File compression

Content


File compression (general)

File compressions are processes with what it is possible to reduce or rebuild (several) files at large lossless.

The following processes are known:

Process Suffix (typical) Command AIX HP-UX SunOS Linux MS-DOS Windows 95 Windows NT Source code
ZIP/PKZIP .zip zip, unzip hera (nur unzip) ? ? unzip zip, unzip, pkzip, pkunzip see DOS, winzip see Win95 ?
GZIP .gz + + + + + gzip.exe gzip.exe gzip.exe  
BZ2 .bz, .bz2 bzip2, bunzip2 - - - bzip2, bunzip2 - - - ?
ARJ .arj arj, unarj - - - unarj arj241.exe arj241.exe arj241.exe -
ARC .arc   - - - - ARCE.COM ARCE.COM ARCE.COM -
LHARC .lha lha124 - - - lha lha213.exe lha213.exe lha213.exe -
RAR .rar rar.exe - - - - RAR.EXE RAR.EXE RAR.EXE -

Without compression but to archive: TAR


Image data compression

Two basically different processes are used to compress image data (point information = Bitmaps):

Lossless compression

In general these processes search for repetitive samples in a line and archive information about them and about the number of their appearance (see example PCX). Generally original data can be reconstructed lossless from the compressed data.

Several known processes/formats :

  • PCX: original format of Paint-Brush, is used just rarely
  • BMP: Microsoft Windows standard format (RunLength-Encoding)
  • GIF: CompuServe format, (LZW; Lempel-Ziv-Welch)
  • PNG: Portable Network Graphics, is deemed to be the successor of GIF but is not animated (license free)
  • Tiff: Tag Image File (Aldus, HP, Microsoft)
The most common format is GIF. Attention: GIF, more precisely LZW, is secured by a patent of UNISYS. In the meantime the UNISYS patent is exhausted that means GIF and also LZW can be used freely.

All mentioned formats can be read and written with GIMP e.g.. BMP can be read and written with the program paint that is provided with MS Windows.
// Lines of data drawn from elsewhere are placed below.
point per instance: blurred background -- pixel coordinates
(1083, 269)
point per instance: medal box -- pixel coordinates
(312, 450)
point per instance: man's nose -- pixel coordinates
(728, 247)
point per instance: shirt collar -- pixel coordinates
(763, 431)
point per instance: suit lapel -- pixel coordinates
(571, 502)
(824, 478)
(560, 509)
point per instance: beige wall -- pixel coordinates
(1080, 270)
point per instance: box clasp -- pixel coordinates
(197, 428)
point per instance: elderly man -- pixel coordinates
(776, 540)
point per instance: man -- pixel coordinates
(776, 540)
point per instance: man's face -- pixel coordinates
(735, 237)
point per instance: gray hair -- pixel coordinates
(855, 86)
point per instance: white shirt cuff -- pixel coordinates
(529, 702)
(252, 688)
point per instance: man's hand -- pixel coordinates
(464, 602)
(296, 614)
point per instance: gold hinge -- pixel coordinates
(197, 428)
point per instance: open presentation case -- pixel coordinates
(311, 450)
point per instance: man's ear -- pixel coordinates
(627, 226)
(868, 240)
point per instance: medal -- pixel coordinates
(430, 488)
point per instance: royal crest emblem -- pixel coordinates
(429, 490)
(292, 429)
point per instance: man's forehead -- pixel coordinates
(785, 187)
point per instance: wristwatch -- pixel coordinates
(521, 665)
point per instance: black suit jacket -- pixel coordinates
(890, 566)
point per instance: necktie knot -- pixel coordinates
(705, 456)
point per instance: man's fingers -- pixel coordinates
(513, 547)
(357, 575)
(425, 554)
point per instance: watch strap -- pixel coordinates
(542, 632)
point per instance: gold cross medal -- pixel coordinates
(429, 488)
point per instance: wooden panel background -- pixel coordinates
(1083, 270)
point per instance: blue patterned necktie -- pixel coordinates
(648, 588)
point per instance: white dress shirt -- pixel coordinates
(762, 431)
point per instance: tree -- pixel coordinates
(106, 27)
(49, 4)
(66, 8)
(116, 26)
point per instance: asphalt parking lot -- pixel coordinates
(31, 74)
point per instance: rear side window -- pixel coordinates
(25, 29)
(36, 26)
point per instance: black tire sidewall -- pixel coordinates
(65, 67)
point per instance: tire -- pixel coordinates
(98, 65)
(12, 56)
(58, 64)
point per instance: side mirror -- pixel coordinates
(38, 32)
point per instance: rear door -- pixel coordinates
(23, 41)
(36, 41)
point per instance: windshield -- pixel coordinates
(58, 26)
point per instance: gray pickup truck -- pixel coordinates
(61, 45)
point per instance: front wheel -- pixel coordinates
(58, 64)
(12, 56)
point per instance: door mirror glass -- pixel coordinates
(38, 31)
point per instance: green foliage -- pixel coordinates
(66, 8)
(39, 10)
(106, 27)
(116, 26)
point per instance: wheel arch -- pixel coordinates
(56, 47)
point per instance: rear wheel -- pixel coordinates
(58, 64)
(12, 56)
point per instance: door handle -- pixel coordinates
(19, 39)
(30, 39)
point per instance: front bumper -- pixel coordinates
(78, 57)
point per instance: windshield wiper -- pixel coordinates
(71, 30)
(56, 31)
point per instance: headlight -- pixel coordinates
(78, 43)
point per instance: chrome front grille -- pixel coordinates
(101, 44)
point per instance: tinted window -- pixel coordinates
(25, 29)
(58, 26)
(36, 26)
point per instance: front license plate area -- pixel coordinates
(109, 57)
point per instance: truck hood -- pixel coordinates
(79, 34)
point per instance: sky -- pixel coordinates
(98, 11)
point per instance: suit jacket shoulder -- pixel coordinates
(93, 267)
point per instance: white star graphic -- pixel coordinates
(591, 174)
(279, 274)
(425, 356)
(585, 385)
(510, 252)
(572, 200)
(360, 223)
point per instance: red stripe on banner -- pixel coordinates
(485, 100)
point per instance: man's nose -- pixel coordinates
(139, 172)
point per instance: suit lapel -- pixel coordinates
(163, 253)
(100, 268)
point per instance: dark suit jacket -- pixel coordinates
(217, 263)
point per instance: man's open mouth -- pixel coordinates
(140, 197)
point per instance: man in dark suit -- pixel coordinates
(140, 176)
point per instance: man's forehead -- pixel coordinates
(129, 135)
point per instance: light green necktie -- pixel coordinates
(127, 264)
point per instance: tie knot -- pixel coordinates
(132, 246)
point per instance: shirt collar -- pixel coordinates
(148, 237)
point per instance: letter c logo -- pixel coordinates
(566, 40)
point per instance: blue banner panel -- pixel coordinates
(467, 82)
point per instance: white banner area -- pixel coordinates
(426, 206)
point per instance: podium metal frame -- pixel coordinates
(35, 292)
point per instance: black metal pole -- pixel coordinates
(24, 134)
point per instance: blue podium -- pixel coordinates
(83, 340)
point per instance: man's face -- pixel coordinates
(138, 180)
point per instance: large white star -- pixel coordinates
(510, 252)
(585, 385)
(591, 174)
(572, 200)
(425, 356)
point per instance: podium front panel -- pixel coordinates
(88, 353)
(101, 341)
GIMP is a free OpenSource image editing program for all current system software.

Lossy compression

The basis is the assumption that not all information of an image are really n&oum;tig. The lossy processes fulfil essentially an analysis of the original image data in the frequency area, eliminate marginal parts and achieve an ratio of compression between 1:10 .. 1:200. Depending on the ratio of compression in the reconstructed image, especially in larger similar ranges, artefacts appear.

Known processes/formats:

  • JPEG: Compression 1:10 .. 1:70, cosine transformation (most common image format with compression)
  • Wavelet compression: Compression up to 1:200, function area out of Wavelets
  • Fractal compression: Search for self similar structures, so that elimination of redundant data

JPEG files are readable and can be processed more with all common image editing programs.
Look at JPEG Bibliothek when using JPEG in self-written applications.


Video compression

The basis of video compression techniques are in general lossy compression processes. Analyses are made in appropriate frequency /function rooms just like with image compression.
  • Compression of frames: the single frames are compressed and then they are linked together
  • Difference data formation: starting with a reference frame the differences to the following frames are built in the " forward step" and only they are filed into the data stream
In general video data streams can also consist of compressed audio file.
Known processes/formats:
  • Motion JPEG based formats:
    • AVI (.avi)
    • Apple Quicktime (.mov)
  • MPEG is common in 2 video versions at present
    • MPEG-I (.mpg): standard format for video CD (Hint: DVD names only the recording process with two tracks)
    • MPEG-II (.mpg, .mp2): standard format for digital television
    MPEG-III (.mp3): process to compress clean audio files
AVI, MOV and MPG files can be played in Windows with Media-Player with the aid of AVI and MPEG Codecs (multimedia driver) or Apple Quicktime.